Tuesday, December 20, 2016

By Any Other Name?

My personal definition of "friendship" aspires to a threshold few can achieve. It involves qualities like "loyalty," "caring," "devotion," stuff like that. 
Then I observe a supposed friendship, and I witness back-stabbing, jealousy, and indifference. Head scratching ensues. 

When I hear, "I can't believe my friend said/did that," then I must respond: Sweetie, she wasn't a friend in the first place. Then the sentence makes sense. 

My befuddlement with the modern perception regarding "friendship" is shared by many, I was relieved to read ("Do Your Friends Actually Like You?" by Kate Murphy).
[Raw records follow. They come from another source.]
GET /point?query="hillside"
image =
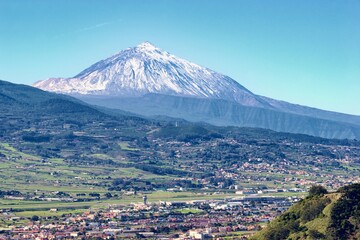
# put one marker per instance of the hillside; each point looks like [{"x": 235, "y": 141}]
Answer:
[
  {"x": 149, "y": 81},
  {"x": 321, "y": 215},
  {"x": 225, "y": 113}
]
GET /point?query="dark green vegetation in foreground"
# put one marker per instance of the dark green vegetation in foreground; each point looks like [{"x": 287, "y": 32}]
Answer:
[
  {"x": 319, "y": 216},
  {"x": 54, "y": 146}
]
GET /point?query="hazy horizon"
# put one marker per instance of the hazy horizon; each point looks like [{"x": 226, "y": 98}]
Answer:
[{"x": 305, "y": 53}]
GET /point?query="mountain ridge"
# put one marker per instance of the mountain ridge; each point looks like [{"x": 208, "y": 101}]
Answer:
[{"x": 145, "y": 69}]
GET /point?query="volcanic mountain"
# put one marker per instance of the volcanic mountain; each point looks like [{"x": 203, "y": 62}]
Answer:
[{"x": 146, "y": 80}]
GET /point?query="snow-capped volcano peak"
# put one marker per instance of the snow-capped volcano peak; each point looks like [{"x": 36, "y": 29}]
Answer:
[
  {"x": 148, "y": 46},
  {"x": 147, "y": 69}
]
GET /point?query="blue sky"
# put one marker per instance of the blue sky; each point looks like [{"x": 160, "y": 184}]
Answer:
[{"x": 305, "y": 52}]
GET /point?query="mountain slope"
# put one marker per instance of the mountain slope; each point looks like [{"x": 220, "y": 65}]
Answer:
[
  {"x": 28, "y": 103},
  {"x": 227, "y": 113},
  {"x": 146, "y": 69},
  {"x": 132, "y": 74},
  {"x": 330, "y": 216}
]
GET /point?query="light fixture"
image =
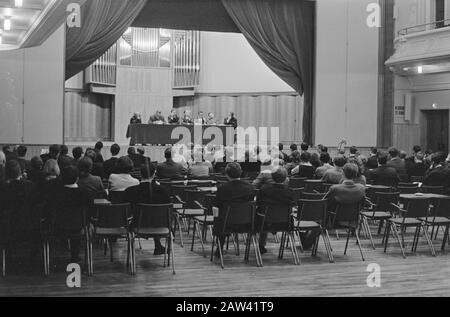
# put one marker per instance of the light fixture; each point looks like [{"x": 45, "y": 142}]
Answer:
[{"x": 7, "y": 24}]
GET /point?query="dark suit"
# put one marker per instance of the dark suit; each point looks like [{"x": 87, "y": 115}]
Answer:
[
  {"x": 171, "y": 170},
  {"x": 109, "y": 167},
  {"x": 385, "y": 176}
]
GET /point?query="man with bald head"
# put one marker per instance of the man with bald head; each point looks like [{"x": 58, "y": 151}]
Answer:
[{"x": 277, "y": 193}]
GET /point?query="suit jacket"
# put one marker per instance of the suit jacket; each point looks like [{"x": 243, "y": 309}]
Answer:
[
  {"x": 109, "y": 167},
  {"x": 399, "y": 165},
  {"x": 170, "y": 169},
  {"x": 385, "y": 176},
  {"x": 438, "y": 177}
]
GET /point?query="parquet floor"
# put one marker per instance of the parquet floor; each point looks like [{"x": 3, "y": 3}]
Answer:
[{"x": 418, "y": 275}]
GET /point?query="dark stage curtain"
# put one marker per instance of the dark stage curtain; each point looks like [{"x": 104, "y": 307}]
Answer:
[
  {"x": 102, "y": 24},
  {"x": 282, "y": 33}
]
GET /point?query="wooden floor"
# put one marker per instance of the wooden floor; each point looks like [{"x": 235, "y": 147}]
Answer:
[{"x": 418, "y": 275}]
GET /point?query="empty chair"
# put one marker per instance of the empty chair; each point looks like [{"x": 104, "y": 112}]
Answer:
[
  {"x": 153, "y": 221},
  {"x": 275, "y": 219},
  {"x": 112, "y": 222},
  {"x": 415, "y": 208},
  {"x": 311, "y": 215}
]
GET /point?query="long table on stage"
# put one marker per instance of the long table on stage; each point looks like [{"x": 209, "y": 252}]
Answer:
[{"x": 165, "y": 134}]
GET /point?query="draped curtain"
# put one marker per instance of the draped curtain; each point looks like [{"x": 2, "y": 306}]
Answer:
[
  {"x": 282, "y": 34},
  {"x": 102, "y": 24}
]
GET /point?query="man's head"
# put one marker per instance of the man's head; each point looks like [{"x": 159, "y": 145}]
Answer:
[
  {"x": 115, "y": 149},
  {"x": 77, "y": 152},
  {"x": 85, "y": 166},
  {"x": 279, "y": 175},
  {"x": 12, "y": 170},
  {"x": 340, "y": 161},
  {"x": 351, "y": 171},
  {"x": 233, "y": 171},
  {"x": 69, "y": 175}
]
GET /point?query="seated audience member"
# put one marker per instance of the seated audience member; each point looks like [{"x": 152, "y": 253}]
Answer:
[
  {"x": 157, "y": 118},
  {"x": 77, "y": 153},
  {"x": 384, "y": 175},
  {"x": 417, "y": 167},
  {"x": 109, "y": 167},
  {"x": 35, "y": 173},
  {"x": 173, "y": 118},
  {"x": 305, "y": 169},
  {"x": 275, "y": 193},
  {"x": 64, "y": 159},
  {"x": 234, "y": 191},
  {"x": 97, "y": 168},
  {"x": 98, "y": 151},
  {"x": 396, "y": 162},
  {"x": 122, "y": 180},
  {"x": 199, "y": 168},
  {"x": 187, "y": 118},
  {"x": 53, "y": 153},
  {"x": 372, "y": 161},
  {"x": 348, "y": 192},
  {"x": 325, "y": 158},
  {"x": 136, "y": 119},
  {"x": 93, "y": 184},
  {"x": 265, "y": 177},
  {"x": 439, "y": 174},
  {"x": 169, "y": 169},
  {"x": 335, "y": 175},
  {"x": 21, "y": 158},
  {"x": 71, "y": 196},
  {"x": 148, "y": 192}
]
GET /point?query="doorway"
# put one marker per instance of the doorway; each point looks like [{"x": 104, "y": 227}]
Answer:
[{"x": 437, "y": 130}]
When asked, study subjects couldn't say what "friend" means. 

We can say what it isn't: It is not a symbiotic relationship. Take the SJF; she has time on her hands, and would like someone to hang with. Other SJFs oblige. Then one of them gets engaged. Despite their generous gifts and showers, following her marriage she disappears. Not a text, email, or gushing voicemail. 
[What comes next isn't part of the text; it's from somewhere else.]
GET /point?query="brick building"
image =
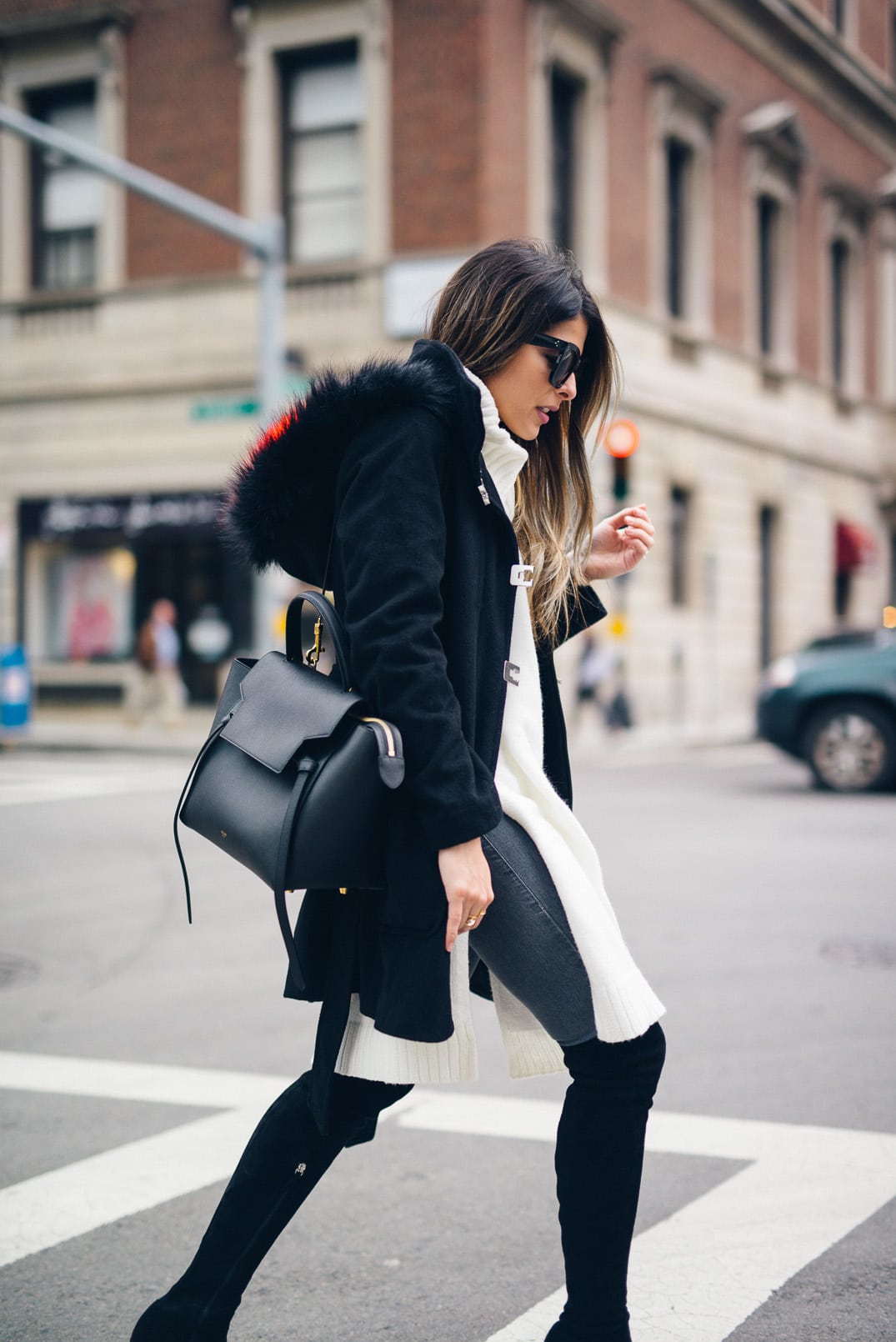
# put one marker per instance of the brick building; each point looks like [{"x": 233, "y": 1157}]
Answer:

Time for the grand reveal: She wasn't a friend in the first place. It was a mutually beneficial arrangement. If any of the others had married instead, it would be the same. 
By [Ronald Sharp's] definition, friends are people you take the time to understand and allow to understand you.
Friendship involves depth, vulnerability, a meeting of minds and souls. Just because you do stuff with someone doesn't automatically make you friends. Ask yourself this: If a better offer came around, would you leave them in the dust?

This is not a matter of quantity, says the article. Schoolyard pride in "a million friends" is kinda sad in adulthood.   
Such boasting implies they have soul mates to spare in a culture where we are taught that leaning on someone is a sign of weakness and power is not letting others affect you. But friendship requires the vulnerability of caring as well as revealing things about yourself that don’t match the polished image in your Facebook profile or Instagram feed, said Mr. Nehamas at Princeton. Trusting that your bond will continue, and might even be strengthened, despite your shortcomings and inevitable misfortunes, he said, is a risk many aren’t willing to take.
One can stand in a crowded room of so-called "friends" and still be very, very much alone. I would much rather be seen by one or two.